I could just multi-thread the bone interpolation for an almost linear increase in performance, but it I still thought that it should be possible to off-load almost everything onto the GPU. That's when I stumbled over this white paper: http://developer.dow...gWhitePaper.pdf. It seems to do exactly what I want by storing bone matrices in a texture, which was something I had thought of doing. However, the implementation in the white-paper does not seem to have any kind of bone interpolation, and simply rounds the frame to the closest frame (though this isn't written anywhere). I'm 99.9% sure they don't re-upload the bone matrices each frame since they seem to keep the bone data for each animation and frame, not for each individual instance. Losing interpolation seems like a huge step backwards, so I would definitely not implement skinning if that turned out to be the cost.
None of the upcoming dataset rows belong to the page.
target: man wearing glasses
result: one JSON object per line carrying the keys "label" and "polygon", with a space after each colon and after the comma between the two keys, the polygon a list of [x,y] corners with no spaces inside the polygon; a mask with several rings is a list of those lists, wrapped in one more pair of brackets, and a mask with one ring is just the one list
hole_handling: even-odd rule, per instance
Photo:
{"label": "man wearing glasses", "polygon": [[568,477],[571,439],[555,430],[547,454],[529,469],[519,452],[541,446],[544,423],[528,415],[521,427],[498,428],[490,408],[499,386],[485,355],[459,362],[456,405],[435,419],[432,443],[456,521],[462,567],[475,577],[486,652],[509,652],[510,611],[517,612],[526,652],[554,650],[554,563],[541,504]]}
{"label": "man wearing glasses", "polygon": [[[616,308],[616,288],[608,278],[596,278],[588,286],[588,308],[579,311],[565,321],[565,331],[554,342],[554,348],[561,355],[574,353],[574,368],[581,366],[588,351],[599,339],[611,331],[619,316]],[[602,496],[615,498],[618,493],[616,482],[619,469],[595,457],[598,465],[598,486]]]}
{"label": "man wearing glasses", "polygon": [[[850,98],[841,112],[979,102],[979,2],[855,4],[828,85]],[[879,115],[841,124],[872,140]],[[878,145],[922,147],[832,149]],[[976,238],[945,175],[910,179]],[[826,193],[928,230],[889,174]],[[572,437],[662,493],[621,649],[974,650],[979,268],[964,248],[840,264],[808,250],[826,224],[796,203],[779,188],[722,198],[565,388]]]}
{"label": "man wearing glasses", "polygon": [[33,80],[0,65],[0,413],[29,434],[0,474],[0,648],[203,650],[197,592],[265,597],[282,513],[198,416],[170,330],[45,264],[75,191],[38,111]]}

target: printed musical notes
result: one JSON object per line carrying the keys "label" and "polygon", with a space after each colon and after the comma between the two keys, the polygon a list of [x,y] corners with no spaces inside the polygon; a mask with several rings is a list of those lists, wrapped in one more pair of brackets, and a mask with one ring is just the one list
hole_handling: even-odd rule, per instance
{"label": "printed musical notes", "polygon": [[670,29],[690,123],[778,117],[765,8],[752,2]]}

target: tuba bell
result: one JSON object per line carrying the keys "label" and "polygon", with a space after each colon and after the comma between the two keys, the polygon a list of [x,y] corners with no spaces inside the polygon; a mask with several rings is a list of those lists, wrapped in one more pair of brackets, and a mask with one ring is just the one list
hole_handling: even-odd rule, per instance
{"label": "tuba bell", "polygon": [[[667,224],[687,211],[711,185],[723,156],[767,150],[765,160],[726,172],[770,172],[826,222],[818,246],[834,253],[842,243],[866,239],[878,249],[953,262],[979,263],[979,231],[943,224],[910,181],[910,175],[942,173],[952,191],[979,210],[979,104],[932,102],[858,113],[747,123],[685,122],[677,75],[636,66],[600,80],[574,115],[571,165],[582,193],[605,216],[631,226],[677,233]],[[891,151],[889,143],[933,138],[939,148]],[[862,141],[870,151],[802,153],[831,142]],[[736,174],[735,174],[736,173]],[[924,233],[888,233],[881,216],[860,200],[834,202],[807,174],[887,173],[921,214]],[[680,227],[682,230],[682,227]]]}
I figured I could just upload even "rawer" bone data to my animation texture, meaning I'd keep a 3D vector and a quaternion per bone instead of a matrix and then do the interpolation between the two frames in the vertex shader. The amount of data sampled would only increase by about 33%:
1 matrix per weight = RGBA 32-bit float x 3
2 vectors and 2 quaternions = RGBA 32-bit float x 4
I would also have to upload additional static data to the weights (a position for each weight). The problem is the additional logic needed to transform each vertex since the interpolation would have to be redone for each vertex. I think this additional cost will be almost unnoticeable though since the vertex shader should be bandwidth / texture limited anyway. If there happens to be built-in functions to do slerp (I've found mix(...), but I'm not sure if it's the right one) I think the additional logic cost would be negligible.
In short, I'd port this exact function to a GLSL vertex shader:
for (int i = 0; i < m.vertices.size(); i++) {
Vertex v = m.vertices.get(i);
float x = 0, y = 0, z = 0;
for (int k = 0; k < v.weightCount; k++) {
Weight w = m.weights.get(v.startWeight + k); //v.startWeight = index in list of weights
Joint j = bindPoseJoints.get(w.joint); //Joint contains position and orientation. I'd be using the animation joints, not the bind pose joints of course.
rot(j.orientation, w.position, temp); //Quaternion rotation of weight position, temp is a temporary Vec3.
Vector3f.add(temp, j.position, temp); //Add joint position
temp.scale(w.bias);
x += temp.x;
y += temp.y;
z += temp.z;
}
vertexData[mesh].putFloat(x).putFloat(y).putFloat(z); //Load data into an array to send it to OpenGL
}
I'm pretty much a skinning n00b, but these are my thoughts on it. The main problem is the amount of (static) data needed per vertex (4 x vec3 per vertex for the weight position), but if the cost is acceptable I strongly suspect that this will have better performance than doing the interpolation on the CPU, at least in my case.